Clean it Out, Marie Kondo-Style

Speaking of clutter, “Tidying Up with Marie Kondo” came right when I needed it. Just thinking about the stash of styles I’ve accumulated over the years made me anxious. Kondo recommends taking everything off their hangers and out of your drawers, creating a clothing mountain on your bed. Then, look at each piece individually and ask, “Does this spark joy?” The idea that your belongings should bring you joy is so liberating- it has really made me question my relationship to my belongings and my purchasing habits, and transformed my view of consumerism. Don’t be afraid to be brutal during this step: if you don’t wear it, if it doesn’t feel like ‘you,’ if it doesn’t spark joy, it’s got to go. Life can be messy, but your closet doesn’t have to be.

 

Your Money Back, (Somewhat) Guaranteed

Once you’ve separated what sparks joy from what doesn’t, sort through what you’re letting go of. It’s great to donate what you can, but as penny-pinching students, selling your clothes can add to your budget for new items. The easiest way to earn a little cash is to take your in-season styles to Plato’s Closet or Buffalo Exchange, which will give you cash or store credit for a fraction of each item’s selling price. But if you have the time and are willing to put in a little more effort, selling online can get you a higher return. Consider listing high-quality vintage or thrifted pieces on Depop (basically a thrift store in app form), or sell newer items from well-known retailers on Poshmark or ThredUp. Just keep a close eye on site policies, commission, shipping rates, the original price of the item and the value of your time in mind when settling on a price.

 

Shop with Intention

I sometimes find myself thumbing through thrift store racks or scrolling through online shops just looking for something to want. In order to get out of this habit, look at what you already have. Ask yourself, what’s missing from my wardrobe? Do I need a few basics, like a go-to cozy hoodie, or a long-lasting pair of jeans? Make a list, then seek those specific pieces out. Shopping with intention will save you time and money, as well as the regret of buying something you rarely wear.

 

Build Upon Basics

Start with basic pieces, especially if you’re just trying out different styles. Once you’ve got a feel for your aesthetic, go for statement pieces. Yes, I’m talking about those pinstripe conductor overalls you’ve been eyeing for months.

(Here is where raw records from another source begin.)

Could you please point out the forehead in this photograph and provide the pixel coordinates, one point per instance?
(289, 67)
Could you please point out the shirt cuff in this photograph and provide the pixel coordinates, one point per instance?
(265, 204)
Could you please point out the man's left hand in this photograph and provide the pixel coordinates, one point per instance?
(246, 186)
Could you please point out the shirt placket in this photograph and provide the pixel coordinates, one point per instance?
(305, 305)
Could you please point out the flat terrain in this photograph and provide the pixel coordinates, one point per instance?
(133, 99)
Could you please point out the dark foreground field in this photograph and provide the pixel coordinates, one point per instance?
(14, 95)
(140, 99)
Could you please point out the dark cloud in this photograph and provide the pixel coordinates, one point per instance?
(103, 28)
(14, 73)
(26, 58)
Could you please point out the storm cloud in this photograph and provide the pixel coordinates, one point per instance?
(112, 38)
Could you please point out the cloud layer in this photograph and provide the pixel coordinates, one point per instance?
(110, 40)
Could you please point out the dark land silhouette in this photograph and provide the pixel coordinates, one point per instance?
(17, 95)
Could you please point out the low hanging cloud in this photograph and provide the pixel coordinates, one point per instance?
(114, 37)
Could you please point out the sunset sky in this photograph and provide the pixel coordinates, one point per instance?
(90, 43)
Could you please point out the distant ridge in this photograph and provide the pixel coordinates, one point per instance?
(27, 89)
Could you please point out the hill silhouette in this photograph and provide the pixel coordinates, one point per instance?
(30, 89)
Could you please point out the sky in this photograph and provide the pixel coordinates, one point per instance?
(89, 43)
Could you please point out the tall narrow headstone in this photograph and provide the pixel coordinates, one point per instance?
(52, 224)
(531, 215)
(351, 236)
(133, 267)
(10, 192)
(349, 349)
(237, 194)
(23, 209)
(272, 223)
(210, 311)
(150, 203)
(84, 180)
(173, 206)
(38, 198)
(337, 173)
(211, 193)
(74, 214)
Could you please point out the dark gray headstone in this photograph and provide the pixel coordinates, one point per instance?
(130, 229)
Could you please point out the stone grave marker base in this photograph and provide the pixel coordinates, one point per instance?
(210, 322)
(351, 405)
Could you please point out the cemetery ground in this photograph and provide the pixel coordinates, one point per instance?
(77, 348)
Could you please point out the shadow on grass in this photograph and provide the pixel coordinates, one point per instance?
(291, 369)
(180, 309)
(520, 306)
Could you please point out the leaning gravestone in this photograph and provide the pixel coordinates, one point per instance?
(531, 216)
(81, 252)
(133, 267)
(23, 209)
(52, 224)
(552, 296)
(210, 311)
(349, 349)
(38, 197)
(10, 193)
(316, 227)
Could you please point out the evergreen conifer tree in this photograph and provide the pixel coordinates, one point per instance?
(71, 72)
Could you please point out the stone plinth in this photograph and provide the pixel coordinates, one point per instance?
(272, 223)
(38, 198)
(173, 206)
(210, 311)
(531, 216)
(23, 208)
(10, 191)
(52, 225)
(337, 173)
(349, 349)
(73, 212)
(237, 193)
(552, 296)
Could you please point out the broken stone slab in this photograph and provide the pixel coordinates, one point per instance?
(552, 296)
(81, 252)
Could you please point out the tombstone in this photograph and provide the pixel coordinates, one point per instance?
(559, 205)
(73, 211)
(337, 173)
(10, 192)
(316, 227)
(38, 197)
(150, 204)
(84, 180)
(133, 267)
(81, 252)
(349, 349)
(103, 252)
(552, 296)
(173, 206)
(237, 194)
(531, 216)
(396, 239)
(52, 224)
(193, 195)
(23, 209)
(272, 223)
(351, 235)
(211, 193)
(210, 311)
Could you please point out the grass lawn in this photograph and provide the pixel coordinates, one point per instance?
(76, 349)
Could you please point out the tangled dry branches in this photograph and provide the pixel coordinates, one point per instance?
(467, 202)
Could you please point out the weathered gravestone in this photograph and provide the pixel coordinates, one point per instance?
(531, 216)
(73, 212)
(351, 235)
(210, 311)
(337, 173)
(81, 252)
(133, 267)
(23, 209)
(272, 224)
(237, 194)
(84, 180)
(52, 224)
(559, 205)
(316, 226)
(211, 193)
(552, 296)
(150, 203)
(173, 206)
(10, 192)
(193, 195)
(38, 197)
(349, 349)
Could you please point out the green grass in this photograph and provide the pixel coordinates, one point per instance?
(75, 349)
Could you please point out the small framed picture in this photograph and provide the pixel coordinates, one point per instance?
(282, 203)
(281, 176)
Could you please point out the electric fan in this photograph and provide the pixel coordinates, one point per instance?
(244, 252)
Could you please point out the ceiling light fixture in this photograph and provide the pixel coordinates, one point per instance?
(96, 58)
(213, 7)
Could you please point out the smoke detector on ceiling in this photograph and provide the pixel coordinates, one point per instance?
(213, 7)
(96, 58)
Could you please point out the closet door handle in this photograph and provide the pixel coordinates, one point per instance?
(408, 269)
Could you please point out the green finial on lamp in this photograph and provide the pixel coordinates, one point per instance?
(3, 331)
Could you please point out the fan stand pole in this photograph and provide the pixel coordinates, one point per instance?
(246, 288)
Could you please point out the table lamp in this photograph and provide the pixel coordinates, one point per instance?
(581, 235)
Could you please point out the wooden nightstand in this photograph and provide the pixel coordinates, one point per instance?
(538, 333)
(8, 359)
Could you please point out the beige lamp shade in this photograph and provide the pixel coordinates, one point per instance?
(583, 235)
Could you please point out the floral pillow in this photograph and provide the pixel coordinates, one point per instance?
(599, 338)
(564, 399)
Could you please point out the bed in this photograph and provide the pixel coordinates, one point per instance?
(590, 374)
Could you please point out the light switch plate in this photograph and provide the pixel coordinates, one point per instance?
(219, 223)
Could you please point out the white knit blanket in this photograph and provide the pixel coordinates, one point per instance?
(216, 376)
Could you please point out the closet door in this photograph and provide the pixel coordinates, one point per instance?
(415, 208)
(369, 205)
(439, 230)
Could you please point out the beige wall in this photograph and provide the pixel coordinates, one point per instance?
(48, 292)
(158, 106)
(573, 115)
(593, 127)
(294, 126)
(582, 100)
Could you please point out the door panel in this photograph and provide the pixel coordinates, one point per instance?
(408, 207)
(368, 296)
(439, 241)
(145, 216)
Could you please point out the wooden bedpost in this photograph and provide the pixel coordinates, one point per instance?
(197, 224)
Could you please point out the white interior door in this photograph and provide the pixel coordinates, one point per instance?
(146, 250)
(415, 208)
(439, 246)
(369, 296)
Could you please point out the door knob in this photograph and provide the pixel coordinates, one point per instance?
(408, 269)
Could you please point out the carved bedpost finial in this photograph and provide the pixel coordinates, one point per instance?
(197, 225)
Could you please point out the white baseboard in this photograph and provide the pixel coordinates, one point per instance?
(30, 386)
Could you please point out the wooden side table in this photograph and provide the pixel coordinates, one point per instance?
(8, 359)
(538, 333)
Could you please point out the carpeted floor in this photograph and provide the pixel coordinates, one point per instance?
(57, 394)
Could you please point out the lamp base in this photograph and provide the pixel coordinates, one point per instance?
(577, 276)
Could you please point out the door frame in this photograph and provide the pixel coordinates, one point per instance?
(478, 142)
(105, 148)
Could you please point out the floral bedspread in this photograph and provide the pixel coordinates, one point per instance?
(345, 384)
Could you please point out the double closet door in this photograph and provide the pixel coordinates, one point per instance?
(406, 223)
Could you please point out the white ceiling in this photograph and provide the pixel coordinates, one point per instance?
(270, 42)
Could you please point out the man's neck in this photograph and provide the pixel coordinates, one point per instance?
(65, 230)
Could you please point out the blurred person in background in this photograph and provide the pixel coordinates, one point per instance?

No, do not hesitate to buy that plaid blazer that evokes your inner lady boss. Maybe it’s finally time to treat yourself to those wild platform boots you’ve been ogling. Whatever it is, consider putting a few dollars aside each month for statement pieces, which will force you to really think about them before investing, and make it all the more exciting once you finally do.

 

Last - But Not Least - Be Honest with Yourself

Clothing is such a powerful form of self-expression. Your clothing speaks to who you are, and it can also speak to who you want to be. What image do you want to put out into the world? If you’ve never thought about it before, it may take some looking around and experimenting with styles. But the most important thing to do when curating your closet is to be honest with yourself about what you love, what you’re comfortable in, and what feels genuinely you.